From the moment the Trump Administration dropped its case against Defense Distributed, the anti-gunners have been beyond themselves about the idea of “untraceable” guns. Nevermind that the weapons have been around for years now and the crime rate has continued to fall. Clearly, they’re not that big of a problem.
But Maryland doesn’t want to look at facts. It wants to deal with fears and feelings. As a result, it’s considering banning these so-called “untraceable” firearms.
With just weeks until the General Assembly returns to Annapolis on Jan. 9, the new Democratic state House Majority Leader is looking to continue the progress made last session on gun violence prevention by banning 3D and ghost guns in the state.
House Majority Leader Kathleen Dumais, D-Montgomery, said she will be introducing a bill banning the possession of 3D-printed guns — plastic guns capable of shooting live ammunition and made in a 3D printer — and ghost guns — nearly complete and without serial numbers — in Maryland.
Federal law already prohibits the creation of untraceable guns.
Dumais said her bill would provide legislative support to the legal actions already taken by Maryland Attorney General Brian Frosh.
First, let’s talk about the claim that federal law prohibits the creation of untraceable guns.
You see, it does and it doesn’t.
What it does prohibit is unserialized firearms from being sold, if memory serves.
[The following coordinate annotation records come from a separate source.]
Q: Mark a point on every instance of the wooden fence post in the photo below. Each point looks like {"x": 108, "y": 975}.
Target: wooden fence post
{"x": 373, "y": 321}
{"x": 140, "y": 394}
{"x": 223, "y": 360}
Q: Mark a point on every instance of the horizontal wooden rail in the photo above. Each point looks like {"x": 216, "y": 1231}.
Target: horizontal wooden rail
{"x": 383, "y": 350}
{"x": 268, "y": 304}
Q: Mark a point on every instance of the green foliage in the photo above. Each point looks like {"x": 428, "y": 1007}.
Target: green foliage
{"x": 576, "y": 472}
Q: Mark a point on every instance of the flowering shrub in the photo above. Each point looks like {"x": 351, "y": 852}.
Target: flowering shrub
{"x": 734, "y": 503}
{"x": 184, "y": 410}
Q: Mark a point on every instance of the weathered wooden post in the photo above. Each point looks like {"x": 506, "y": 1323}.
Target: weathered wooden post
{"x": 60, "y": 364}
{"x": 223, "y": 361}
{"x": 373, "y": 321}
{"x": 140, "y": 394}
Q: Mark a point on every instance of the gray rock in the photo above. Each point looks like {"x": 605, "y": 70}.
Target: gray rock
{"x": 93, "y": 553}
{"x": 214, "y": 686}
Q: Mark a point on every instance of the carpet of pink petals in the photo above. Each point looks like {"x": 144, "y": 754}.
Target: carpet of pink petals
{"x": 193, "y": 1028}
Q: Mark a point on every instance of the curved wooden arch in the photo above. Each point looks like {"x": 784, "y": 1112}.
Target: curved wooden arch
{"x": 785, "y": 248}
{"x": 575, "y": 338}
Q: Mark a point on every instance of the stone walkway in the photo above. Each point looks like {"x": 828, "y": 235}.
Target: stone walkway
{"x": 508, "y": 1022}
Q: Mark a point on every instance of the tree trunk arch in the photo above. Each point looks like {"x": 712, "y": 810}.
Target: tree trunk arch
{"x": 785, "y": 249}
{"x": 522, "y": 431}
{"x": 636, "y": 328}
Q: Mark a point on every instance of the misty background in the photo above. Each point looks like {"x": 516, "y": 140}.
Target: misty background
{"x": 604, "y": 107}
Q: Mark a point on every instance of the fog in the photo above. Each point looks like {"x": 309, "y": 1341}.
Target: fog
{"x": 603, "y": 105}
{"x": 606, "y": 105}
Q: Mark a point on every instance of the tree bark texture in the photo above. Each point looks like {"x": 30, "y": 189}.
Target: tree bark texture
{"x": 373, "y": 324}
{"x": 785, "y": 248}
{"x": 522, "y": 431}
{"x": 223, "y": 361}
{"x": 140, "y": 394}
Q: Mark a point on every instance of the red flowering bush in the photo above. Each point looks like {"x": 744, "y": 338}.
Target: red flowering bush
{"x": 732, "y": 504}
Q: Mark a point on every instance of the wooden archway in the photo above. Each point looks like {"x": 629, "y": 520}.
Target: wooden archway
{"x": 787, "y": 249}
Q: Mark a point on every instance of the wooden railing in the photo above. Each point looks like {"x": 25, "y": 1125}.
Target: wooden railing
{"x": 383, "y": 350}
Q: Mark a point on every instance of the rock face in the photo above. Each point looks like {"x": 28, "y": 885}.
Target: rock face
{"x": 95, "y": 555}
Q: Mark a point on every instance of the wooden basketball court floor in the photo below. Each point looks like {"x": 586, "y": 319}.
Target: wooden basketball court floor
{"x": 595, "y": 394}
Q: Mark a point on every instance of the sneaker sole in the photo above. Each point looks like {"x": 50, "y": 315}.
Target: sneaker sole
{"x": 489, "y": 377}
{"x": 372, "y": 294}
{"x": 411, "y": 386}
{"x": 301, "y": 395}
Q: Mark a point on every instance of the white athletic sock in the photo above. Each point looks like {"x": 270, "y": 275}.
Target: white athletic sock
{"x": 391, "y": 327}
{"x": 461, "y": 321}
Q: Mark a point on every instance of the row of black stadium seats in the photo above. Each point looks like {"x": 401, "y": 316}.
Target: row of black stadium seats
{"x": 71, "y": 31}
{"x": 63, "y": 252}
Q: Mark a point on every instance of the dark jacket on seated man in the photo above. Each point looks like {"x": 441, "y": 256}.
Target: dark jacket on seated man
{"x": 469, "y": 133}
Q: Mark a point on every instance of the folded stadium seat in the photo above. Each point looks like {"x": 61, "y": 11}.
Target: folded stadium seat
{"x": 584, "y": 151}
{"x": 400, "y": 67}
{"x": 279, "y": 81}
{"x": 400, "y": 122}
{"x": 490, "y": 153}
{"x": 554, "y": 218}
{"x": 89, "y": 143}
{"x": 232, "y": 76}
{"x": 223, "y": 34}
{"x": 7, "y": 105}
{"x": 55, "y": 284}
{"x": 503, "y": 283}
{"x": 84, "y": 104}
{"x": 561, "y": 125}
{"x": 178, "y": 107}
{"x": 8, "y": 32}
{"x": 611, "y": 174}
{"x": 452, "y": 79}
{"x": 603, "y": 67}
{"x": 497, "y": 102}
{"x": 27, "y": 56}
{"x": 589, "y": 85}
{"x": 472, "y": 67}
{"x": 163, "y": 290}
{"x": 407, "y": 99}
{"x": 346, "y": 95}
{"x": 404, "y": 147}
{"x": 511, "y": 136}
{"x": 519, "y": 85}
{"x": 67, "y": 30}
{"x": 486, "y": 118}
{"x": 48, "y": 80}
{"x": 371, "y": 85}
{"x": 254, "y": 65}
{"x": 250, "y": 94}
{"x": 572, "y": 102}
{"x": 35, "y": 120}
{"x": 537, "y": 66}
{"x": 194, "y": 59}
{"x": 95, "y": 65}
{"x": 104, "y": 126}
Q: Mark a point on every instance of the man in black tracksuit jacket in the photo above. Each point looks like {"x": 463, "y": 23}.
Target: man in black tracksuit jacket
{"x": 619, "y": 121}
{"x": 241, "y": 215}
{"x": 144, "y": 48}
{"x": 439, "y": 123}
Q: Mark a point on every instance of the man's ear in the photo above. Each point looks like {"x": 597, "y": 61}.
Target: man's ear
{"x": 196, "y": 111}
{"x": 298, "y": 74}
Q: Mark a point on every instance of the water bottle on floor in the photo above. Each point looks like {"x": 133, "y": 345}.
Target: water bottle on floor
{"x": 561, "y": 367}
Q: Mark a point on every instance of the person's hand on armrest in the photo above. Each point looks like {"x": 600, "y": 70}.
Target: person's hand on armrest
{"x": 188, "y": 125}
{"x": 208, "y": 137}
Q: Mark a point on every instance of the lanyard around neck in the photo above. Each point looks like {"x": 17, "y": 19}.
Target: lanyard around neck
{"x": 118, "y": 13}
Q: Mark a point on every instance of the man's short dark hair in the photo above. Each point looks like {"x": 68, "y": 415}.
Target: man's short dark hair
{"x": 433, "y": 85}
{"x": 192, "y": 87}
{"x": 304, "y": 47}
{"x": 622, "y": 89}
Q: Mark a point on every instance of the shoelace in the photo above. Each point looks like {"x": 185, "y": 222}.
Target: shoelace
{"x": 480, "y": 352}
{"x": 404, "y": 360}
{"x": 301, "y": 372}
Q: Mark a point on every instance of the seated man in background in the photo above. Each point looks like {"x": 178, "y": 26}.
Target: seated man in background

It’s why I added a serial number to an AK-pattern rifle I built from a kit. I figured I might want to sell it someday.
Making the guns, however, is perfectly legal so long as there’s no intent to sell it. If you want to build an AR-15 for personal use with a less than 80 percent complete receiver because you like making things, that’s legal.
And that is what is ultimately on the table here. That’s what Maryland wants to ban.
The thing is, it won’t stop the bad guys.
If they want to create “ghost guns,” then they’ll do it. Even if there were a national ban on unserialized receiver kits, it wouldn’t stop them. They can create receivers through 3D printed files or with a CNC machine. They’ll continue to create whatever guns they want because it’s what they want to do. They don’t care about laws.
I don’t know how many times we have to repeat that, but we keep having to.
The problem with laws like this is they only dissuade the law-abiding. They penalize the men and women who have done nothing wrong while anyone with two brain cells to rub together can tell that the bad guys will find ways around it. They’ll keep doing what they want to do, which is arming themselves.
Meanwhile, Maryland has done everything in their power to disarm the law-abiding. Then they wonder just what the hell is going on in Baltimore.
They keep creating a vicious cycle with violence, not understanding that disarmament isn’t the answer. It never was and never will be.
Empower citizens to defend themselves with their firearms and watch the problem take care of itself soon enough. Too bad Maryland isn’t exactly a state that will follow that advice.